Я изложил лишь малую толику, сделанную в первые ж дни, — как видите, семена Лагарпа с его гельветической моралью попали на достойную почву и ныне торжествующе всходят.

Я чувствую, что в новом столетии наше отечество воплотит свое высокое предназначение, ему предстоит завидная будущность (еще одно слово Карамзина). Когда богатырь начнет движение, Юрьева дня окажется мало. Вы скажете мне: очнитесь, друг мой. Мало ль вам Разина и Пугачева? Один возжелал нестесненной воли, другой потребовал себе трона, но оба во глубине души мечтали о мщении и расправе.

Не спорю. Но в том и суть, чтоб народ не сам добывал желанную вольность. Когда наконец она будет дана ему и утвердится в его повседневности, как нечто природное и изначальное, то сам он с готовностью примет границы, согласные с разумом и правом. Да, некоторые горячие головы твердят об «общественном договоре». Но я предпочел бы жить на земле под сенью «естественного закона». Он и надежнее, да и выше, нежели «contrat sociale». Не потому ли еще Лукреций так уповал на «порядок вещей»? Не для того ли Солон и Ликург обуздывали законами страсти? Стоит ли ждать рокового дня, когда человеческая натура, униженная и уязвленная, отдаст себя во власть исступления?

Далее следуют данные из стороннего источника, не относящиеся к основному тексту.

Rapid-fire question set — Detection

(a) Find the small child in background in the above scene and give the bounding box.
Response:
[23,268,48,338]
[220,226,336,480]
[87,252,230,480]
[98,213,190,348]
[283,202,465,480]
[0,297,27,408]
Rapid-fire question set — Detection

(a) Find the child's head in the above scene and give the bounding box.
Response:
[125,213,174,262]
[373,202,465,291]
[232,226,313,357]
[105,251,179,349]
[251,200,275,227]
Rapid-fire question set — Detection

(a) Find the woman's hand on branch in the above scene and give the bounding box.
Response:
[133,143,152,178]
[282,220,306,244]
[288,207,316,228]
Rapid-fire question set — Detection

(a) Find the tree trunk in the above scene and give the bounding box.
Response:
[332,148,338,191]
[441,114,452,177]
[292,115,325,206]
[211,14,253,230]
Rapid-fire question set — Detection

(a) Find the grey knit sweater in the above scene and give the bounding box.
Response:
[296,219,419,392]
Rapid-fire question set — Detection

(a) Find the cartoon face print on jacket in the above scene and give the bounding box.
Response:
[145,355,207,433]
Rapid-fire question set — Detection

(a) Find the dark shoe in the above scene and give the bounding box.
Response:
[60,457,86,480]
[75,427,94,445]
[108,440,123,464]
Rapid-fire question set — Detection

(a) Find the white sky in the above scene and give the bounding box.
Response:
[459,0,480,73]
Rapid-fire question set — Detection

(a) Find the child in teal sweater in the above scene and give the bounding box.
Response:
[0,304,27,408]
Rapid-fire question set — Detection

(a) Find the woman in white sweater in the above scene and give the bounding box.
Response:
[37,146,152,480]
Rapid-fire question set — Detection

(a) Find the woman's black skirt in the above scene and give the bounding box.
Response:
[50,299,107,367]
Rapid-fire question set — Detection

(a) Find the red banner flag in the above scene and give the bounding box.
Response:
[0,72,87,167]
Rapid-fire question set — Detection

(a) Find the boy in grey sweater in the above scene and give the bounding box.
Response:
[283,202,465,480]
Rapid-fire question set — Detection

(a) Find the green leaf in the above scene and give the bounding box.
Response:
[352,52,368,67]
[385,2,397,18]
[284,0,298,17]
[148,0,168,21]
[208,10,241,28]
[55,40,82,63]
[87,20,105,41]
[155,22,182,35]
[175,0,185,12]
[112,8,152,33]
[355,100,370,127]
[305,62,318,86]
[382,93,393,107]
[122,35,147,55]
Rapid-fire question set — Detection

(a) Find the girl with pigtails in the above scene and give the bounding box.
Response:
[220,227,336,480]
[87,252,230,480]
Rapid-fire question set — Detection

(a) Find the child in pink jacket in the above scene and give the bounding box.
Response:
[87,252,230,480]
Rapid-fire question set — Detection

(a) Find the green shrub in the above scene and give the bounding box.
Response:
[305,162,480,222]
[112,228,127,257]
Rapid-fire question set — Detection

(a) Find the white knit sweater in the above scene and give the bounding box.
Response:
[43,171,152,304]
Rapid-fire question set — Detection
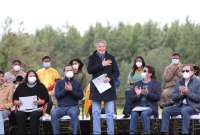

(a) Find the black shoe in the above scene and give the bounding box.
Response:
[160,132,169,135]
[123,114,130,119]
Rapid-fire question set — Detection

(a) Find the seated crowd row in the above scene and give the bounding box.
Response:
[0,40,200,134]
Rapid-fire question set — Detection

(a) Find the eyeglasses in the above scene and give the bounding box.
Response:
[182,70,190,73]
[143,70,148,73]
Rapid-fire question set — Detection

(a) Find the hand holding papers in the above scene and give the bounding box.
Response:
[19,96,38,112]
[92,74,111,94]
[132,106,149,112]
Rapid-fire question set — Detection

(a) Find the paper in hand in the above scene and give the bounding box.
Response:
[19,96,38,112]
[92,74,111,94]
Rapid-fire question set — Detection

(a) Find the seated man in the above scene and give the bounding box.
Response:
[51,65,83,135]
[161,64,200,134]
[0,71,14,135]
[129,65,161,135]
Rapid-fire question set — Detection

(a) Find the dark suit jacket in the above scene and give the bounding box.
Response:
[87,51,119,102]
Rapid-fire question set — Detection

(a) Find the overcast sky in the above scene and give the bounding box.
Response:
[0,0,200,33]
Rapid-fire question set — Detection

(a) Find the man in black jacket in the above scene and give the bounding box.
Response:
[87,40,119,134]
[161,64,200,134]
[51,65,83,135]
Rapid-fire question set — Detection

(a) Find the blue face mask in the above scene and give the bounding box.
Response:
[43,62,51,68]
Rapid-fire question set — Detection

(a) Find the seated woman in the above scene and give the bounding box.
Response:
[13,70,49,135]
[123,56,145,118]
[129,66,161,135]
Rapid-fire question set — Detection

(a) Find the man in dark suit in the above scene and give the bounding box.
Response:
[161,64,200,134]
[87,40,119,134]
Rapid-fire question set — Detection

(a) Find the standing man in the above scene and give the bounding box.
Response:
[4,59,26,83]
[87,40,119,135]
[51,65,83,135]
[160,53,182,108]
[0,71,14,135]
[37,56,60,114]
[161,65,200,134]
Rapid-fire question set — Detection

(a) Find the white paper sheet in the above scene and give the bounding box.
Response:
[92,74,111,94]
[19,96,38,112]
[132,106,149,112]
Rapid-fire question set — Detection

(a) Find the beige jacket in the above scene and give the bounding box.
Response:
[163,64,182,89]
[0,83,14,109]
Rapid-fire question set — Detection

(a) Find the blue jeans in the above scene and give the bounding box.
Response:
[51,106,80,135]
[0,110,10,135]
[161,105,197,134]
[129,108,153,135]
[92,101,114,135]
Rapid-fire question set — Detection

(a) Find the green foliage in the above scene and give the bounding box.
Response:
[0,17,200,96]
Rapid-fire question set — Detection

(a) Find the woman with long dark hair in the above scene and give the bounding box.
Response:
[123,56,145,118]
[13,70,49,135]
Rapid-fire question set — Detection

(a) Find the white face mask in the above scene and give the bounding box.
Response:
[72,64,79,69]
[65,71,74,79]
[28,77,37,84]
[141,72,147,79]
[182,72,190,79]
[172,59,180,64]
[135,62,142,67]
[13,65,21,71]
[43,62,51,68]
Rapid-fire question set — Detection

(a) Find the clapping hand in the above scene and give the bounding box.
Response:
[142,87,149,94]
[102,58,112,67]
[134,87,142,96]
[33,98,45,105]
[14,100,22,107]
[179,86,188,94]
[65,82,72,91]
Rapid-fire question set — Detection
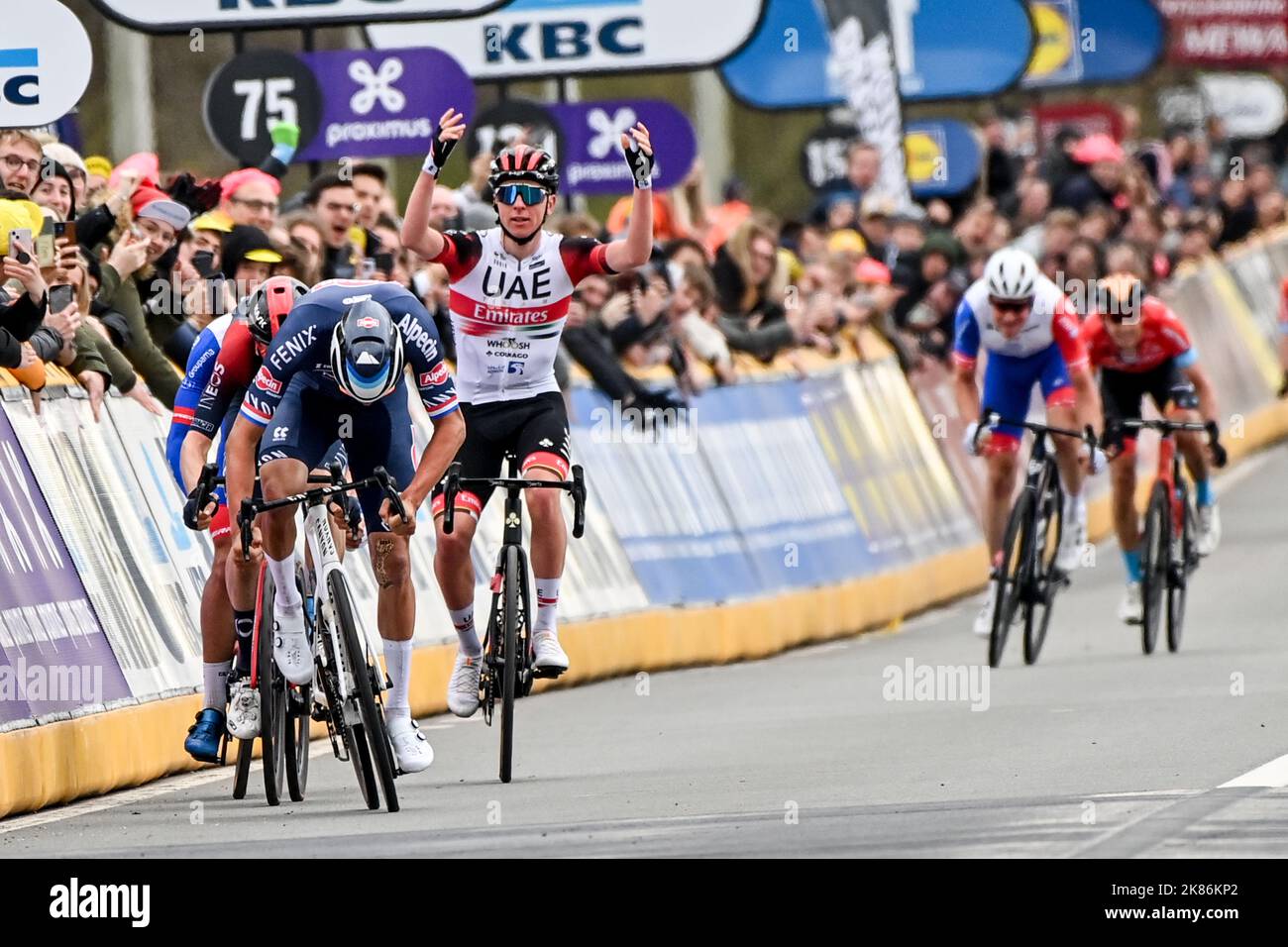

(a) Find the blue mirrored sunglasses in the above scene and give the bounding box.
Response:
[496,184,546,207]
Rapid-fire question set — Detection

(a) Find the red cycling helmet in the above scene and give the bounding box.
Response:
[239,275,309,347]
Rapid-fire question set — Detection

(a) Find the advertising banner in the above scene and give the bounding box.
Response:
[1020,0,1163,89]
[91,0,506,34]
[4,385,201,699]
[368,0,764,82]
[572,388,761,605]
[693,380,871,592]
[0,404,130,730]
[720,0,1033,108]
[296,49,474,161]
[1155,0,1288,68]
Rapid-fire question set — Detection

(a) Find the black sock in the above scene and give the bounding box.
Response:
[233,608,255,674]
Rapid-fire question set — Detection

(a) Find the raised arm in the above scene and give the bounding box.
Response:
[605,123,653,273]
[402,108,465,261]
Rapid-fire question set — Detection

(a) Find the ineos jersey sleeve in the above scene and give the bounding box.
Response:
[241,304,327,428]
[164,327,220,489]
[953,299,979,368]
[192,323,258,438]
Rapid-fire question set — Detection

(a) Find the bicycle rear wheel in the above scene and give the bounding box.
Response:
[988,489,1033,668]
[327,570,398,811]
[1024,466,1064,665]
[1140,483,1172,655]
[1167,481,1198,653]
[255,566,286,805]
[501,546,522,783]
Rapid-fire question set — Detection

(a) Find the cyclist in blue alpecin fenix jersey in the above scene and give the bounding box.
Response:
[953,248,1107,637]
[227,279,465,773]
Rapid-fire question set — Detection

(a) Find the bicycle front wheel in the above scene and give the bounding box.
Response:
[255,566,286,805]
[1024,469,1064,665]
[1140,483,1172,655]
[988,489,1033,668]
[327,570,398,811]
[1167,483,1198,653]
[501,546,523,783]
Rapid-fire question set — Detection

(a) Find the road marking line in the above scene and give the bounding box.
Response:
[1218,754,1288,789]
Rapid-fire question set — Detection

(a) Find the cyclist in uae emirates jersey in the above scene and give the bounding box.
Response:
[402,108,653,716]
[1083,273,1221,624]
[953,248,1105,635]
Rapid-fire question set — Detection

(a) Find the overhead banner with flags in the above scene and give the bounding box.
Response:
[823,0,912,205]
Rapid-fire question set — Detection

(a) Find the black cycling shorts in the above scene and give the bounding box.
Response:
[1100,359,1199,447]
[433,391,572,519]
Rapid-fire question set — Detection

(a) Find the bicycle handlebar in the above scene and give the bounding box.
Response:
[443,463,587,540]
[975,411,1098,449]
[1103,417,1231,468]
[237,462,407,557]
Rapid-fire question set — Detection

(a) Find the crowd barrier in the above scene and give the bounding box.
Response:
[0,228,1288,817]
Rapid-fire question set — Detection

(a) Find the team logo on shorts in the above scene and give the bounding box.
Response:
[255,365,282,394]
[420,362,447,388]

Я точно вижу Вашу улыбку, с которой Вы напомните мне, что европейское жизнеустройство не вяжется с нравами россиян, хотя все люди несовершенны, как доказали это французы в последнее десятилетие века. Вам, госпоже моей души, скажу, как на исповеди: я с содроганьем думаю о судьбе Людовика, так же, как и о казни Карла, топор с гильотиною мне внушают одно отвращенье, но… я понимаю желание наций жить без кумиров, столь же достойное, сколь безнадежное — жить без кумиров они не умеют. Кромвель, властолюбивый и грозный, был тот же король, да и сам Бонапарт, в сущности, уже венценосец — поверьте, он себя коронует быстрее, чем Франция сообразит, что произошло и возникло из грома орудий при Вальми и гордого зова ее Марсельезы. Ибо стремление к верноподданности и к преклонению перед идолом — едва ль не в крови Адамова рода. Спасение для него все то ж: законы при твердом их исполнении.

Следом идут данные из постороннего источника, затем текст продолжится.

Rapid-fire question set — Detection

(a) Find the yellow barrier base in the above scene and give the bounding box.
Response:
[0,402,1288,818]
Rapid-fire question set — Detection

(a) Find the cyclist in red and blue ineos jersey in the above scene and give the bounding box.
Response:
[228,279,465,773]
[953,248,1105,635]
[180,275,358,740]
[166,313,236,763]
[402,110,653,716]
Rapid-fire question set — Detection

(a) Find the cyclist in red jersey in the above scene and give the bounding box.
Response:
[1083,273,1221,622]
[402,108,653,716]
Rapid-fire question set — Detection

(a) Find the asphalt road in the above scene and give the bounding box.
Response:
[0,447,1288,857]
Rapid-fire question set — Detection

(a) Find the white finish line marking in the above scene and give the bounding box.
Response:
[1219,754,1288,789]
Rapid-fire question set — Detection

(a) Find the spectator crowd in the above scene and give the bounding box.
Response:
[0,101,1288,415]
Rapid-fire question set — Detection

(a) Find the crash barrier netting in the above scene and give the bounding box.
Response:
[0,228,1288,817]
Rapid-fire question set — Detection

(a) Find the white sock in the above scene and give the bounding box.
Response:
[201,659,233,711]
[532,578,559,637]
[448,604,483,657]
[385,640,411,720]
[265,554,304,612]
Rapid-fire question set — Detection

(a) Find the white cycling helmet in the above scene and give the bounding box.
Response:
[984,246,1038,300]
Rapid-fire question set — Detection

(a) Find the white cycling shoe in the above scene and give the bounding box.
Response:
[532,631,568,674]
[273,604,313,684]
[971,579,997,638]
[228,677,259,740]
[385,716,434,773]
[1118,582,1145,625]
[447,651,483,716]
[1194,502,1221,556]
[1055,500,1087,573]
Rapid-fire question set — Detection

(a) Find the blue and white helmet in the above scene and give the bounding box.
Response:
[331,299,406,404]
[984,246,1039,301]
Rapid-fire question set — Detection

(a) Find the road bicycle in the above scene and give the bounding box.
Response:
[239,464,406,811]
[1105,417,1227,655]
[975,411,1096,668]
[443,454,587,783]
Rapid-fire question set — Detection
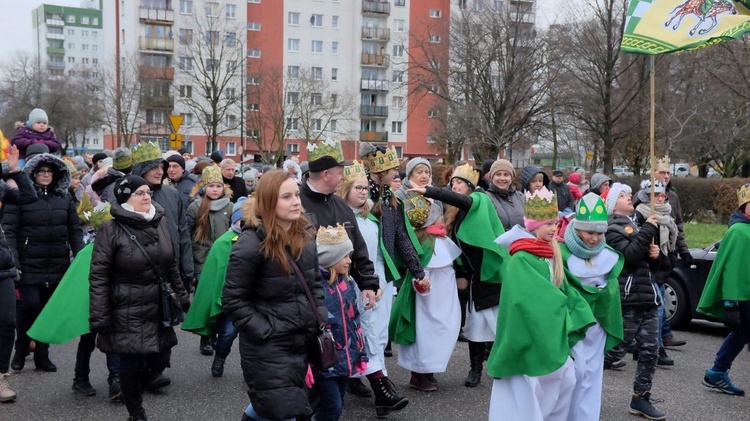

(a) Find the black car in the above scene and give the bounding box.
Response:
[664,240,721,329]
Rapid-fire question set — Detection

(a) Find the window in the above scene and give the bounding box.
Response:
[310,14,323,28]
[179,85,193,98]
[180,0,193,14]
[286,38,299,53]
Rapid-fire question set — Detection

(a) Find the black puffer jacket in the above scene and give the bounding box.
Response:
[221,221,328,420]
[605,215,668,306]
[89,202,189,354]
[3,153,83,285]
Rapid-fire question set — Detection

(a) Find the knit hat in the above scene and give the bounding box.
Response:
[112,148,133,174]
[315,224,354,268]
[488,159,516,179]
[114,174,148,205]
[572,193,607,233]
[523,186,558,232]
[406,157,432,180]
[29,108,49,126]
[602,183,633,215]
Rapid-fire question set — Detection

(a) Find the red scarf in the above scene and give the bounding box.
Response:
[510,238,555,259]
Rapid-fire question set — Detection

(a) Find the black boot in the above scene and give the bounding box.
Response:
[72,376,96,396]
[464,342,486,387]
[370,377,409,417]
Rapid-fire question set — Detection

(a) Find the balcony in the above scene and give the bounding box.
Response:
[140,7,174,22]
[362,53,391,67]
[362,0,391,16]
[140,37,174,52]
[359,105,388,118]
[140,66,174,80]
[362,27,391,41]
[359,131,388,143]
[360,79,391,92]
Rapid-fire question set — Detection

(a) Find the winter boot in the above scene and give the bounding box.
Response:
[211,355,226,377]
[0,373,16,403]
[72,377,96,396]
[370,377,409,417]
[628,392,667,421]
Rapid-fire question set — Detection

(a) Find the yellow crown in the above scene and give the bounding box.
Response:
[343,159,367,184]
[451,164,479,188]
[362,148,398,174]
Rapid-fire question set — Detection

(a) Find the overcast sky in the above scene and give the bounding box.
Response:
[0,0,576,60]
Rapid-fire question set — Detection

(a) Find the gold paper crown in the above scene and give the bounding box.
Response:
[363,148,398,174]
[133,142,162,164]
[343,159,367,184]
[451,164,479,188]
[315,224,349,246]
[737,183,750,208]
[656,155,670,169]
[307,138,344,162]
[524,187,558,221]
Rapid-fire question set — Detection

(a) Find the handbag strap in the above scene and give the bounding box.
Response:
[285,249,325,330]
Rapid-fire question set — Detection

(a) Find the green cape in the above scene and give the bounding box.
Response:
[28,243,94,344]
[560,243,625,351]
[696,223,750,318]
[487,251,595,378]
[182,229,239,336]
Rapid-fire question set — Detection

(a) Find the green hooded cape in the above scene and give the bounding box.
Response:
[560,243,625,351]
[28,243,94,344]
[487,251,595,378]
[182,229,239,336]
[696,223,750,318]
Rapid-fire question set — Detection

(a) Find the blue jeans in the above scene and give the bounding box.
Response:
[711,301,750,373]
[313,376,349,421]
[214,313,237,358]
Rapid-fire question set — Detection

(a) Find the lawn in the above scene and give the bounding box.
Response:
[684,223,727,248]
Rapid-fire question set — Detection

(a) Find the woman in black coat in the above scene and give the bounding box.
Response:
[3,153,83,371]
[221,170,328,420]
[89,175,189,420]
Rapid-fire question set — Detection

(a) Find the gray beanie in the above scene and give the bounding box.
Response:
[406,157,432,180]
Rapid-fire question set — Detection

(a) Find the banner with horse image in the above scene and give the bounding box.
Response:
[621,0,750,54]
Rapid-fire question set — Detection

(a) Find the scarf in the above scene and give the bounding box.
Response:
[565,225,606,260]
[635,203,678,256]
[510,238,555,259]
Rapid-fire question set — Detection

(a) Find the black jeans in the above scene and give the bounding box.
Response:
[16,285,57,357]
[75,332,120,380]
[0,278,16,373]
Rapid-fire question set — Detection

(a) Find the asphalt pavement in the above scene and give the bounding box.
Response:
[0,322,750,421]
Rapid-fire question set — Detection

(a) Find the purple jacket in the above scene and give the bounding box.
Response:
[10,125,60,158]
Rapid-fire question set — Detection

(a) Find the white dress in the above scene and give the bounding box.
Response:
[398,237,461,374]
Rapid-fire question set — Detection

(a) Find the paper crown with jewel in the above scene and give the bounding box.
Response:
[576,193,607,232]
[737,183,750,208]
[524,187,557,221]
[656,155,670,170]
[133,142,162,164]
[342,159,367,184]
[451,164,479,188]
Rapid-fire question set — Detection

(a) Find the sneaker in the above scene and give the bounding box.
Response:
[628,392,667,421]
[703,369,745,396]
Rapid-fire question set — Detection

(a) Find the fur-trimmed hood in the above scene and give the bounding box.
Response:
[23,153,70,196]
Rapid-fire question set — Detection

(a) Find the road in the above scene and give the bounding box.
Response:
[0,322,750,421]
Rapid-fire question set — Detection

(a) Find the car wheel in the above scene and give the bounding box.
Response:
[664,277,692,329]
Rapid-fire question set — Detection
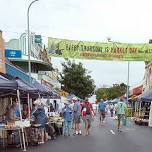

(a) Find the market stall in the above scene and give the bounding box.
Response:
[135,90,152,126]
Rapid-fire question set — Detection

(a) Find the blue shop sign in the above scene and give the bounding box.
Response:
[5,49,22,58]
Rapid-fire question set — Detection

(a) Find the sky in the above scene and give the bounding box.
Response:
[0,0,152,86]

Кто знает, быть может, как раз Россия окажется избранной Провидением, чтобы явить пример человечеству? Наша история беспощадна, таков же и осьмнадцатый век.

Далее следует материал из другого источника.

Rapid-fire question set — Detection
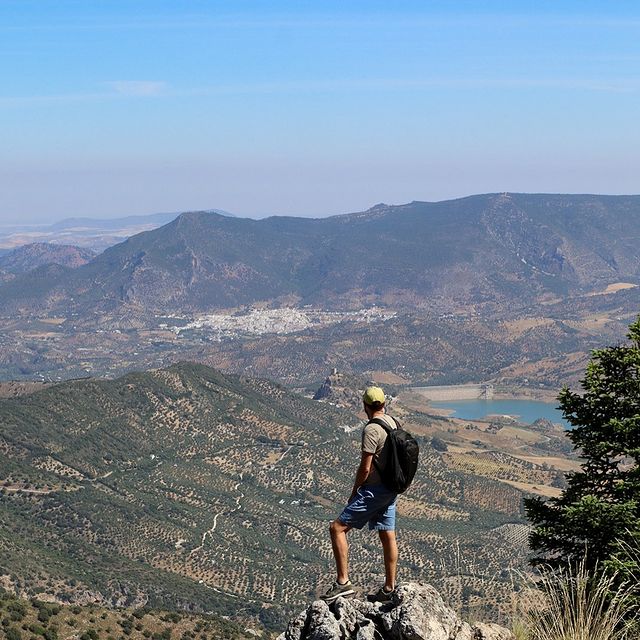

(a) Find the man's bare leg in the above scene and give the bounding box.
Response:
[329,520,351,584]
[378,531,398,591]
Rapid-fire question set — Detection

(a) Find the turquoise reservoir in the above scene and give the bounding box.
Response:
[429,399,569,427]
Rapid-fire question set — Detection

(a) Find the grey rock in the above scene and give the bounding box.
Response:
[278,583,514,640]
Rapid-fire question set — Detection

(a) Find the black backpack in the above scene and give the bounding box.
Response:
[368,418,420,493]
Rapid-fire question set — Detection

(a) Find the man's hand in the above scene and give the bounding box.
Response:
[349,451,373,502]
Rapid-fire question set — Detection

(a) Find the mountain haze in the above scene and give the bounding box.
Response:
[5,194,640,313]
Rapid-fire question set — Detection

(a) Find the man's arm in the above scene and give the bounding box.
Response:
[349,451,374,502]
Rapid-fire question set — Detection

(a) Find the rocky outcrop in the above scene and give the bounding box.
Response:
[278,584,514,640]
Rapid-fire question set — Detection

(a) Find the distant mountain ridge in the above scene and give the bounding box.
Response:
[0,242,96,273]
[0,193,640,314]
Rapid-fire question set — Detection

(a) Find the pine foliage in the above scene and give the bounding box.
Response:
[526,317,640,573]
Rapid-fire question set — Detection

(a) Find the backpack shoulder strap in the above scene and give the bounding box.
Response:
[367,416,400,433]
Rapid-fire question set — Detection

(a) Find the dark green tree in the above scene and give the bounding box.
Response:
[525,317,640,572]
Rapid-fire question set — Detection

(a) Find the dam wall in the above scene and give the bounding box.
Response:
[412,384,494,402]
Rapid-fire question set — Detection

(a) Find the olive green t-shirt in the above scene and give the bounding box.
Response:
[361,415,397,484]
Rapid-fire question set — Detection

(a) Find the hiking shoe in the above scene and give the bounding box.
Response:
[320,580,355,604]
[367,587,395,602]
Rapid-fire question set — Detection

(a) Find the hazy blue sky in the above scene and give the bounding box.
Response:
[0,0,640,222]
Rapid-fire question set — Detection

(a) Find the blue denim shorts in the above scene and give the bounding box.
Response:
[338,484,398,531]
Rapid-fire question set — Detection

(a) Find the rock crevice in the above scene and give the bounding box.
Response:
[278,583,514,640]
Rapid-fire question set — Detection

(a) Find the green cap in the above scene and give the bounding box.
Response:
[362,387,385,405]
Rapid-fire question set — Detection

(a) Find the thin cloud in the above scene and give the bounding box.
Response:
[0,76,640,107]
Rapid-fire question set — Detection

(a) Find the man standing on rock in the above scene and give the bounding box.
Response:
[322,387,398,603]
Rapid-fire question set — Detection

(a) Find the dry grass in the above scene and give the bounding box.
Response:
[516,560,638,640]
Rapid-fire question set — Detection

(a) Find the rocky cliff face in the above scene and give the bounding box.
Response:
[278,584,514,640]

Ведет ли неведомый летописец суровый и неподкупный счет неисчислимой чреде всех жертв — всех павших, зарубленных, умерщвленных от дней Петровых до сей поры?

Нет, неспроста, не игрой совпадений с яицкого дальнего берега дошел до Казани лихой казак, едва не спаливший дотла империю.

В этой чудовищной русской смуте, поспешно названной пугачевщиной, чернь явила, на что готова и, хуже того, на что способна. Сколько унес ненасытный мор в небытие безымянных душ — кто это знает и кто сочтет? Ах, дешева в России жизнь!

Простите. Я вновь твержу все то же — безумие жить как ни в чем не бывало, меж тем как соотчичи наши все копят в недрах сердец обиду и ярость.

Но в этом безумии мы упорствовали, оно для нас стало почти привычным. Четыре года правления Павла разве не кажутся неизбежными и — сколь ни горько! — почти естественными?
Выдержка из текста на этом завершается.